Like all soap operas, if you’re expecting to walk into FURIOUS 7 and know everything that’s going on, think again. Go and do some research on the highly convoluted plot (or better yet – watch the previous 6, but don’t expect too much from 1-4, least of all part 3 – the disjointed ‘Tokyo Drift’). Suffice to say that this time out we learn that the big bad from the previous film, Owen Shaw (Luke Evans) has a bigger, badder brother, Deckard (Jason Statham), who wants revenge on Dominic Toretto (Vin Diesel) and his crew for putting Shaw the younger in a coma when they foiled his evil scheme. Defying death at Deckard’s hand will involve US government agents including and beyond Dwayne Johnson’s Hobbs, run-ins with international terrorists, exotic world travel, and of course a string of incredible action, mostly involving cars.

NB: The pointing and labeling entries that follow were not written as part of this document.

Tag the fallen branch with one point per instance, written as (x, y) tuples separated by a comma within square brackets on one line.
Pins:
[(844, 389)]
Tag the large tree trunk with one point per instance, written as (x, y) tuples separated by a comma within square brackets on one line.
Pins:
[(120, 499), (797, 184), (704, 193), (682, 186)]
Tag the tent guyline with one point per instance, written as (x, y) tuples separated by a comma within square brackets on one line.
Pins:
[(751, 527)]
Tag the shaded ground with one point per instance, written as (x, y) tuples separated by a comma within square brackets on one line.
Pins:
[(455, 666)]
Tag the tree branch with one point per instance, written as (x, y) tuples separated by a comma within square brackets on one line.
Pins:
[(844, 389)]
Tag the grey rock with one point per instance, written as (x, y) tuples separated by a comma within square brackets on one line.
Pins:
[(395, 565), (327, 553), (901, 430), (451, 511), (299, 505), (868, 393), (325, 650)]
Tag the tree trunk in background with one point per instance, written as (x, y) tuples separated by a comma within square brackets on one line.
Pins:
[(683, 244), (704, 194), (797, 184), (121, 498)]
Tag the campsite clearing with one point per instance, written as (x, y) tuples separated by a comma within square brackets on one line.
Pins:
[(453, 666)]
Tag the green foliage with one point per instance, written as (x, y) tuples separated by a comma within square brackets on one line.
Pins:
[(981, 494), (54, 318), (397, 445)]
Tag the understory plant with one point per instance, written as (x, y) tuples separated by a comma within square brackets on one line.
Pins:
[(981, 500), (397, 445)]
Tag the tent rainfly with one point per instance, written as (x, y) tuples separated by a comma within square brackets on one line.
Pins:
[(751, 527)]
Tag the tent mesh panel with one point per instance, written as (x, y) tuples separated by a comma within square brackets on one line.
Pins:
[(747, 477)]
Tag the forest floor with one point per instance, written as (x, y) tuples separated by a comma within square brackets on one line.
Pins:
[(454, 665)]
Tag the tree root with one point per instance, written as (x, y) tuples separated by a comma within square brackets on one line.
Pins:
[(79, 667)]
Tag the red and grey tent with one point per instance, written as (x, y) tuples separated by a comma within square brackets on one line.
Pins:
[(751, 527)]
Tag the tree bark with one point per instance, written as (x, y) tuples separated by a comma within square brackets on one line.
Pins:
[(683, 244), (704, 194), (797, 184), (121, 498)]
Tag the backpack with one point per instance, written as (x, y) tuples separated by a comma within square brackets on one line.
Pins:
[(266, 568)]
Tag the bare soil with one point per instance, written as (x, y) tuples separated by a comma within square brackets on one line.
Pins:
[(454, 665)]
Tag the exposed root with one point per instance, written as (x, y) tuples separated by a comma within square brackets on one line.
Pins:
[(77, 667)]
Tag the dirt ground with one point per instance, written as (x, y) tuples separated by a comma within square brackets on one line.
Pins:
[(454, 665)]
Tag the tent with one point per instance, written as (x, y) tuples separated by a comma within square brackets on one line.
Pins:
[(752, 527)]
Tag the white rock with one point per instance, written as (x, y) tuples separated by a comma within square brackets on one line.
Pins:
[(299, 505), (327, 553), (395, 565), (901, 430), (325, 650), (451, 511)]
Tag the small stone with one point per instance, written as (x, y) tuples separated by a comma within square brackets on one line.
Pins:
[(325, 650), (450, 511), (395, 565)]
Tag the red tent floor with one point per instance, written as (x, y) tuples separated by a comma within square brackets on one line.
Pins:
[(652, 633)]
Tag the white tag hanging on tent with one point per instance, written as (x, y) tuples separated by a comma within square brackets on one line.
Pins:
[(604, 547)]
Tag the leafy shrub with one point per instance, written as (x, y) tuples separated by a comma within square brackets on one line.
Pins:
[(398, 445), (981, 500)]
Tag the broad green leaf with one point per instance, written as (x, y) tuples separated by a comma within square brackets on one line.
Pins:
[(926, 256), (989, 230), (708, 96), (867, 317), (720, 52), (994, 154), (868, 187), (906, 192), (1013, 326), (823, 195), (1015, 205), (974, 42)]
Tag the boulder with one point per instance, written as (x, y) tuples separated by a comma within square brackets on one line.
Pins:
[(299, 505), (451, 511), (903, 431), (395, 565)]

In fact, there’s so much action in FURIOUS 7 that even the most ardent of fans may find it fatiguing. Though the spectacle is frequently breathtaking and the action is superbly shot – and in the case of car stunts, edited (the hand to hand combat sequences have that same old Hollywood problem of too many cuts) - the sequences leading up to the money shot often run just a too long. If you wanted to boil it all one single factor of enjoyment, FURIOUS 7 ranks second in the series overall, behind 5 and in front of 6.
Of course, the tragic and untimely death during production of star Paul Walker was always going to cast something of a shadow over FURIOUS 7 – particularly as the series has always played the importance of family as its emotional trump card - but theirs and our loss is handled with elegance and grace, and the film serves as a fitting tribute.